Not only were Coptic bishops of this time not officially recognized, they were also forbidden to enter Alexandria. The Coptic church in Alexandria was understandably troubled by this arrangement, which was instituted under the reign of Tiberius II Constantine, and his local adjutant named Belisarius. This persecution continued after the death of Tiberius under his son, Maurice. After the murder of Maurice by Phocas, who had overthrown him earlier, the situation deteriorated still further. A citizen of Alexandria who adhered to the Council of Chalcedon's edicts, Eulogius of Alexandria, wrote a defamatory letter to Photas regarding Anastasius.
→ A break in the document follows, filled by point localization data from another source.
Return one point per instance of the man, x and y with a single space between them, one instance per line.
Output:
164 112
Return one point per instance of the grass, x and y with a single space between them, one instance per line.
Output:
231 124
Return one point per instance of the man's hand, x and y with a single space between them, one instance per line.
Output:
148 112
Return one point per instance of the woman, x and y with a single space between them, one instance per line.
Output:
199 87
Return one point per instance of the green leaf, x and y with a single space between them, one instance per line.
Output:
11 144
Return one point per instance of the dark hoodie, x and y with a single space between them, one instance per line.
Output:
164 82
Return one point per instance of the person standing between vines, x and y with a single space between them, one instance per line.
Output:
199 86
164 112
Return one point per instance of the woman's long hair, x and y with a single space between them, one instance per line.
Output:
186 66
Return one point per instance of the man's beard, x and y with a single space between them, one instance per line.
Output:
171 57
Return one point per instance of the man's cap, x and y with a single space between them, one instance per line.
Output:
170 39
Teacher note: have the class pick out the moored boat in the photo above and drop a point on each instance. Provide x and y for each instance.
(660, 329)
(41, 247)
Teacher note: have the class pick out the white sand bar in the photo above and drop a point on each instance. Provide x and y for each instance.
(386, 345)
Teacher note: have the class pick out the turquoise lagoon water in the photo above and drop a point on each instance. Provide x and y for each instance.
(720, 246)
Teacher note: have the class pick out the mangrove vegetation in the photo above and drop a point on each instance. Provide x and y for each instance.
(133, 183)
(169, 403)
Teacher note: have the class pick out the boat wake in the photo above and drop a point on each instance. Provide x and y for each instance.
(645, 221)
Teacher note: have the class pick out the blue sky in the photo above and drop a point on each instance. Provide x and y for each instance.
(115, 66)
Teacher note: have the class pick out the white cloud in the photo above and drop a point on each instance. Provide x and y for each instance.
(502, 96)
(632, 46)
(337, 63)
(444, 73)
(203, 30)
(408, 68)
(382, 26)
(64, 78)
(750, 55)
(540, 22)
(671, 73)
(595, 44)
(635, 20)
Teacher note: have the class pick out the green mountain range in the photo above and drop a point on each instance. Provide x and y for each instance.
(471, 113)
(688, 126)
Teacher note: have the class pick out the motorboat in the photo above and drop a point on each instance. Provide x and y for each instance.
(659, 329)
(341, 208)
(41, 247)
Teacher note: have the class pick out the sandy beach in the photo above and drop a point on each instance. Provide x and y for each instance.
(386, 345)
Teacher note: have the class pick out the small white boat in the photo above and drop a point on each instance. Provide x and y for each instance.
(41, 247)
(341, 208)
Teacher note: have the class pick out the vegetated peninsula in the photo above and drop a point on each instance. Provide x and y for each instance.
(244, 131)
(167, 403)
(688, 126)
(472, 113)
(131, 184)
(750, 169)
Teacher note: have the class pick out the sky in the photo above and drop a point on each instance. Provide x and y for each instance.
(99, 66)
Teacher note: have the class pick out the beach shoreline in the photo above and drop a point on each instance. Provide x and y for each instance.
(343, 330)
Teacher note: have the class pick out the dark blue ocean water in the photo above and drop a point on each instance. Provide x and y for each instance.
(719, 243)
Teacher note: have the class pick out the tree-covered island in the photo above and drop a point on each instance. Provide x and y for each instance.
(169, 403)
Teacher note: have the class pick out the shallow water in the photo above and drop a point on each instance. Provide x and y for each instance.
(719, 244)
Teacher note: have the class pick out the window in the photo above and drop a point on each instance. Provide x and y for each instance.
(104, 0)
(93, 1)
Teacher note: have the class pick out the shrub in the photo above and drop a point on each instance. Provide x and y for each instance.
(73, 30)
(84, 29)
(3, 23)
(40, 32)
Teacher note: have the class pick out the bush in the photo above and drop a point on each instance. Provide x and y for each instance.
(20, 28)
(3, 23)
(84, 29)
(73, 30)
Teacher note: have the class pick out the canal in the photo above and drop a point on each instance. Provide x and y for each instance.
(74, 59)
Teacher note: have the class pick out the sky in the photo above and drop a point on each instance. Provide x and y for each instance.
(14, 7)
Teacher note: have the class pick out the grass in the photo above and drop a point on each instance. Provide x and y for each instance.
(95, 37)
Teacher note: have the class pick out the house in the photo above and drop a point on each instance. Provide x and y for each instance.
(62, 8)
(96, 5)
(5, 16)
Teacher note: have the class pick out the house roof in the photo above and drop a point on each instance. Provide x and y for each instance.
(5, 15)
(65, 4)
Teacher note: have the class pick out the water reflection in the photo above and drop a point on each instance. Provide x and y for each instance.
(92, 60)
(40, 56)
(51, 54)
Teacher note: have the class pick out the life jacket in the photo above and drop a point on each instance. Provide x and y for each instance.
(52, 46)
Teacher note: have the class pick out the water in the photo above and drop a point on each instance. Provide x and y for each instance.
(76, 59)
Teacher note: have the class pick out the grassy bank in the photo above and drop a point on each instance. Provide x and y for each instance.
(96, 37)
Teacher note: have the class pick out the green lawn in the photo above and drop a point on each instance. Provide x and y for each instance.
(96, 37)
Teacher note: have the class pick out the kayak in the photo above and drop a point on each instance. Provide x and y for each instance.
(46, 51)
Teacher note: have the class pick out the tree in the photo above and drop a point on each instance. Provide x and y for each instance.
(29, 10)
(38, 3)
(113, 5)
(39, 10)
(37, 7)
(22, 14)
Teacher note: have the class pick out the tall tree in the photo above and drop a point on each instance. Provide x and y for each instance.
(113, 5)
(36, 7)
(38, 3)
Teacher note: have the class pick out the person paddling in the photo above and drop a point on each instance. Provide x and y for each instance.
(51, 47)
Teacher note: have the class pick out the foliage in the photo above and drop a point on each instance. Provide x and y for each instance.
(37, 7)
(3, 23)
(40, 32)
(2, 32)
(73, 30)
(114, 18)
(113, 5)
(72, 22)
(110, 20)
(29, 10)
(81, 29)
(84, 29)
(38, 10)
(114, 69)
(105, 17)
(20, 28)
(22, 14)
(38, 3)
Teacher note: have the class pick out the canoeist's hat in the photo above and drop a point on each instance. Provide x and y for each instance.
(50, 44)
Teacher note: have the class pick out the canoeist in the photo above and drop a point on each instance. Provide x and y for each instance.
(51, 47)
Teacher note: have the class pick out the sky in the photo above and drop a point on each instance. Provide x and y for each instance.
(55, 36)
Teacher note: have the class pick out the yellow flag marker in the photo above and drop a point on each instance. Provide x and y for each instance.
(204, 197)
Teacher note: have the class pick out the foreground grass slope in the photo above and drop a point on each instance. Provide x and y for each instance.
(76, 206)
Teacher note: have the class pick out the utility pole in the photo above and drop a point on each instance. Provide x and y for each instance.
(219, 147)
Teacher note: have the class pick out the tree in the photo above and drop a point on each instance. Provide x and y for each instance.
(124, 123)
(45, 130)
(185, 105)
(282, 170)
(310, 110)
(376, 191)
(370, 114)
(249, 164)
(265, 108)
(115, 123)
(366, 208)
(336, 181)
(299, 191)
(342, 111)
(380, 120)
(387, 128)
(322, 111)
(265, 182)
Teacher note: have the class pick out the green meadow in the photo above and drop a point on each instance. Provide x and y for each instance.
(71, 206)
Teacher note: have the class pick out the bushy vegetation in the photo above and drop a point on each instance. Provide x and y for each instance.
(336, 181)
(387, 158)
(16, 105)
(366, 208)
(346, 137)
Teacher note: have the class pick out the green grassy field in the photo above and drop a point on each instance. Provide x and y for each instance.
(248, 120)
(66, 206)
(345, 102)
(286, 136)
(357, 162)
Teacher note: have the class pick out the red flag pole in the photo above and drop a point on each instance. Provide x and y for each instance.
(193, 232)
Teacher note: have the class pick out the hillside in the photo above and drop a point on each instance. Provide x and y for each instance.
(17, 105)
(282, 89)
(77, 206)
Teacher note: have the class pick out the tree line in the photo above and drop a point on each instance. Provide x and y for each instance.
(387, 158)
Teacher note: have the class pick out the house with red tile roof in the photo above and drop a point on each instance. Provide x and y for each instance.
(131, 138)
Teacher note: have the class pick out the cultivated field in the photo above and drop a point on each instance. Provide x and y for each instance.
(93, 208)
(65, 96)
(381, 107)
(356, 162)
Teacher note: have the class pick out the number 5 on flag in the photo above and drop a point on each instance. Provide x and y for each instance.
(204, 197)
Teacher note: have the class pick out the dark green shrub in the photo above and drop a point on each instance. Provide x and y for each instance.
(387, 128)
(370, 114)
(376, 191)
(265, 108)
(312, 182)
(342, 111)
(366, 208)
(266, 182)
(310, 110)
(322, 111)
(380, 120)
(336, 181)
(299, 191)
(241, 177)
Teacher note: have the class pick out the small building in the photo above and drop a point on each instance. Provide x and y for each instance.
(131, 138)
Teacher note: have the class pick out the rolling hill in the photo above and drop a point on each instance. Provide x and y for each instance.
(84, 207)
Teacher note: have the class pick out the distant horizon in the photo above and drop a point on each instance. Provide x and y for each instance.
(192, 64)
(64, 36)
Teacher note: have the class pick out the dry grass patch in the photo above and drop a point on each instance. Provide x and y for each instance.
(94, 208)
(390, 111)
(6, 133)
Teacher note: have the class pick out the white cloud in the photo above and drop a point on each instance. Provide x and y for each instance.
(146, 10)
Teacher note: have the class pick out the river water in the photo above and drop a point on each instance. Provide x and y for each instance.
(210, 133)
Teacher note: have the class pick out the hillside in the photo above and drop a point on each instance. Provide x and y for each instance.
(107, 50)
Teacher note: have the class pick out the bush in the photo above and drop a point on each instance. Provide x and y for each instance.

Photas responded by issuing an order to his prefect in Alexandria that the important church of Cosmas and Damian, and all its dependent churches, be turned over to Eulogius, who became the recognized Patriarch of Alexandria. Anastasius, deeply saddened by this, left for a nearby monastery.
With the increasing difficulties his church was facing domestically, Anastasius turned more of his attention toward improving relations with other churches. This led to closer contacts with the Church of Antioch. Athanasius I Gammolo, the new Patriarch of Antioch, did not share the support of the edicts of Chalcedon that his predecessor had. When Anastasius learned of Athanasius's succession there, he wrote him a letter commending him on his wisdom in retracting his predecessor's errors, and urged him to help establish closer relations, and perhaps even unity, between the churches of Alexandria and Antioch. Upon receiving the letter, Athanasius convened a council of his bishops regarding the proposal, and they decided to send a delegation to Alexandria to see if it would be possible to unite the two churches. Athanasius, with five of his bishops, set sail for Alexandria. The delegation arrived, and met with Anastasius, presumably outside of the city, as Anastasius was still barred from entering the city, possibly in the monastery in which Anastasius was staying.
On the arrival of the delegation, Anastasius summoned all of his bishops and clergy. The leaders of the two churches embraced each other with a kiss of peace, and declared their two churches to be united in doctrine. The two patriarchs remained in the monastery for a month thereafter, discussing a wide variety of topics, including implementing their newfound unity. At the end of the month, Athanasius returned to Antioch.
Anastasius spent the remaining years of his patriarchate attending to the affairs of his church, including its now closer relationship with Antioch. He also wrote prolifically on matters of theology. He is said to have written enough to have one book put out every year of his reign, presumably twelve books for the twelve years of his reign. Over the years, however, many of these writings have been lost.